"Green" - a film which needs to be seen

http://www.greenthefilm.com/ - to view the trailer and download the film.

This is not a documentary for the faint-hearted but it is a documentary that should be viewed by as many people as possible. Winner of Best Documentary Short in the recent Durango Independent Film Festival, and directed by Moez Moez, "Green" documents the last hours of a female orangutan's life.

She is first seen packed into a duffel bag, her head bumping from side to side as she is driven in the back of a pickup truck. She is taken to a clinic but it is too late to save her. It is almost as though the life is being sucked from her as her environment is destroyed. She becomes just another victim of deforestation and palm oil plantations.
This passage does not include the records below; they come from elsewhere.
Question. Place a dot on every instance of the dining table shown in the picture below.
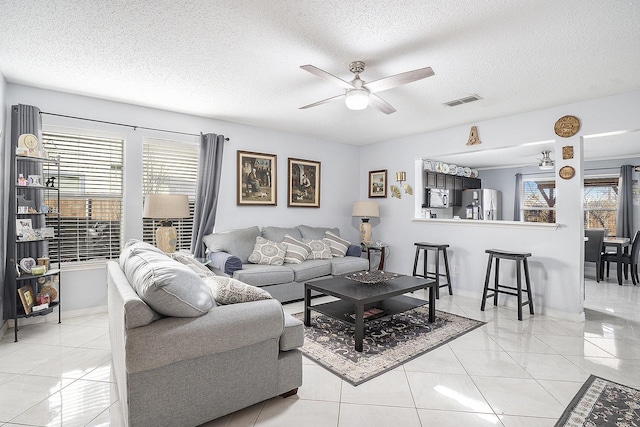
(621, 244)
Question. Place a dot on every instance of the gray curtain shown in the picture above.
(517, 211)
(624, 212)
(24, 119)
(207, 190)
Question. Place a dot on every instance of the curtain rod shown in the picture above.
(122, 124)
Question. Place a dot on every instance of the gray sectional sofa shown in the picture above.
(230, 252)
(191, 358)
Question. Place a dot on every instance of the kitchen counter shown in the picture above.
(488, 223)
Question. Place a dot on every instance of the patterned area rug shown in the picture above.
(388, 341)
(602, 402)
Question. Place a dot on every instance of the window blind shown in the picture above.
(170, 167)
(90, 196)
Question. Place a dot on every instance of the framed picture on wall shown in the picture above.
(303, 183)
(256, 179)
(378, 183)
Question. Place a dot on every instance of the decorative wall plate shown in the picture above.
(566, 172)
(567, 126)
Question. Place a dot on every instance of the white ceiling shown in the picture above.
(238, 60)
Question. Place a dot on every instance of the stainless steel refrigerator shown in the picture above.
(487, 200)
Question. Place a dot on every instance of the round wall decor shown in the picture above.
(567, 126)
(566, 172)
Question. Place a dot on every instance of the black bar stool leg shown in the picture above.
(415, 262)
(446, 267)
(528, 281)
(486, 283)
(519, 288)
(496, 282)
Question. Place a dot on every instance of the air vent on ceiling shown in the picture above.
(464, 100)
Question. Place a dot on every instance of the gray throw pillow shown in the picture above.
(266, 252)
(168, 287)
(296, 250)
(236, 242)
(316, 233)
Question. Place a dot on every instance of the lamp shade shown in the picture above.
(365, 209)
(166, 206)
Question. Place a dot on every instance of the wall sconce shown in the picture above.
(401, 177)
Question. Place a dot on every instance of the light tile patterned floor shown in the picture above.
(506, 373)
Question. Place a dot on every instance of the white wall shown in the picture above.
(503, 180)
(87, 286)
(4, 161)
(557, 270)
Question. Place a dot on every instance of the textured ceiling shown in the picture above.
(238, 60)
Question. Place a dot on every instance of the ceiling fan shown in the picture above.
(359, 94)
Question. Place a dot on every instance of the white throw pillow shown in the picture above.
(226, 290)
(266, 252)
(296, 250)
(338, 245)
(320, 249)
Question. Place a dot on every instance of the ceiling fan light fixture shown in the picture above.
(357, 99)
(546, 163)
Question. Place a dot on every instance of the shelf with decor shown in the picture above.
(32, 274)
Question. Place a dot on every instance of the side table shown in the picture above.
(375, 248)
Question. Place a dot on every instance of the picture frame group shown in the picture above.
(257, 180)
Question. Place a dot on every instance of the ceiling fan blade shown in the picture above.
(327, 76)
(324, 101)
(398, 79)
(380, 104)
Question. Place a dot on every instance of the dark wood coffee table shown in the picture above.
(355, 298)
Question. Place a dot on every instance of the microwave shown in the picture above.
(436, 198)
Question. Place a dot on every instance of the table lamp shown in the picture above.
(165, 207)
(365, 210)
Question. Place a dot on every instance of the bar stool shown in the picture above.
(521, 261)
(439, 249)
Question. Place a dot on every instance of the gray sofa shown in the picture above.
(284, 282)
(185, 371)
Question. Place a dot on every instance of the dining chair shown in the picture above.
(629, 260)
(593, 247)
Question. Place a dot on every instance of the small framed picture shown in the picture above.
(303, 183)
(27, 298)
(256, 179)
(23, 225)
(35, 180)
(378, 183)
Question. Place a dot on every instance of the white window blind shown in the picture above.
(90, 196)
(538, 200)
(600, 202)
(170, 167)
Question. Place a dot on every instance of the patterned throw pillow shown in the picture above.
(338, 245)
(320, 249)
(296, 250)
(226, 290)
(266, 252)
The film portrays the beauty and diversity of Green's once lush ecosystem through from elephants, a variety of primates to dragonflies. However the loggers soon move in and the destruction commences.
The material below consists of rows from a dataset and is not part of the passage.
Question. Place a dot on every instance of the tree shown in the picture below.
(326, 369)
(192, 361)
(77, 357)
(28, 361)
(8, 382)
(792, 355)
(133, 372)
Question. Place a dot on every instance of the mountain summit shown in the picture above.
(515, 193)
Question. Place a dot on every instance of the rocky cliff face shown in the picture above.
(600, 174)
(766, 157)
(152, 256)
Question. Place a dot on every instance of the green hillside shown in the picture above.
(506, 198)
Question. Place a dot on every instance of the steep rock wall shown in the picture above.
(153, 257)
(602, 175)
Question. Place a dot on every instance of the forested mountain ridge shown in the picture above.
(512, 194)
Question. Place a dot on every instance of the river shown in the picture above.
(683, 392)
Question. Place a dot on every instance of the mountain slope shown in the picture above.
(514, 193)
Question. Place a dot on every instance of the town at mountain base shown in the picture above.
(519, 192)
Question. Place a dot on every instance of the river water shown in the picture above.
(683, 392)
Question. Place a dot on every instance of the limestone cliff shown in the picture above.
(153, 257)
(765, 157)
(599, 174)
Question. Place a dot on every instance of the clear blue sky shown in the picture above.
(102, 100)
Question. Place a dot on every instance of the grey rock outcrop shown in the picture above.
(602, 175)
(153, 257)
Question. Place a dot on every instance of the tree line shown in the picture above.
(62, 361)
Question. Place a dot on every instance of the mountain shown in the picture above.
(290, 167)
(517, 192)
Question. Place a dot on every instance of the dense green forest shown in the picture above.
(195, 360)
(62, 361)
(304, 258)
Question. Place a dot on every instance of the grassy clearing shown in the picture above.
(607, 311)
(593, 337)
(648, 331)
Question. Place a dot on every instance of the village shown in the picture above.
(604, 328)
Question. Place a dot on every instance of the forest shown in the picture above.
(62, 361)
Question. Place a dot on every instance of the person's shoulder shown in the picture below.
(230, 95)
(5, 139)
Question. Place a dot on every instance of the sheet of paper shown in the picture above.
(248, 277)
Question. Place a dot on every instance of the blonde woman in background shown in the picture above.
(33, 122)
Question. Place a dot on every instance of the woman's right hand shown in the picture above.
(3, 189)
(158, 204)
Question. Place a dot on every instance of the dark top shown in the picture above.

The documentary tracks each of the threats that orangutans face  - from the timber industry supplying the exotic furniture trade or the pulp and paper market through to the palm oil industry feeding the insatiable demand for food, cosmetics and biodiesel. The illegal pet trade thrives in the middle of the destruction. The film also documents the soul-destroying situation of wild animals in captivity.

It pulls no punches. We cannot absolve ourselves from it as it is us, the global consumers, who are the cause. A list of "credits" at the end of the film runs through not only the various companies involved along the supply chain but finishes pointedly on "the consumers around the world." Unfortunately this is one credit where you won't want to take a bow.